Dos meados do século XVI até metade do século XVII as "casas de cozer méis", como está registrado, se multiplicam nos engenhos. A cachaça torna-se moeda corrente para compra de escravos na África. Alguns engenhos passam a dividir a atenção entre o açúcar e a cachaça. A descoberta de ouro nas Minas Gerais, traz uma grande população, vinda de todos os cantos do país, que constrói cidades sobre as montanhas frias da Serra do Espinhaço. A cachaça ameniza a temperatura.
Incomodada com a queda do comércio da bagaceira e do vinho portugueses na colônia e alegando que a bebida brasileira prejudica a retirada do ouro das minas, a Corte proíbe várias vezes a produção, comercialização e até o consumo da cachaça. Sem resultados, a Metrópole portuguesa resolve taxar o destilado. Em 1756 a aguardente de cana-de-açúcar foi um dos gêneros que mais contribuíram com impostos voltados para a reconstrução de Lisboa, abatida por um grande terremoto em 1755. Para a cachaça são criados vários impostos conhecidos como subsídios, como o literário, para manter as faculdades da Corte.
Como símbolo dos ideais de liberdade, a cachaça percorre as bocas dos Inconfidentes e da população que apoia a Conjuração Mineira (ou Inconfidência Mineira). A aguardente da terra se transforma no símbolo de resistência à dominação portuguesa. Com o passar dos tempos melhoram-se as técnicas de produção. A cachaça é apreciada por todos. É consumida em banquetes palacianos e misturada ao gengibre e outros ingredientes, nas festas religiosas portuguesas - o famoso quentão.

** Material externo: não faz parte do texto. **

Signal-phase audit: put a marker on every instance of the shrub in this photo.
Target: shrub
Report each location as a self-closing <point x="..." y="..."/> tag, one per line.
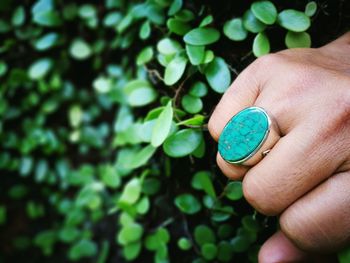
<point x="105" y="155"/>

Devido ao seu baixo valor e associação às classes mais baixas (primeiro os escravos e depois os pobres e miseráveis), a cachaça sempre deteve uma áurea marginal. Contudo, nas últimas décadas, seu reconhecimento internacional tem contribuído para diluir o índice de rejeição dos próprios brasileiros, alçando um status de bebida chique e requintada, merecedora dos mais exigentes paladares. Atualmente várias marcas de boa qualidade figuram no comércio nacional e internacional e estão presentes nos melhores restaurantes e adegas residenciais pelo Brasil e pelo mundo.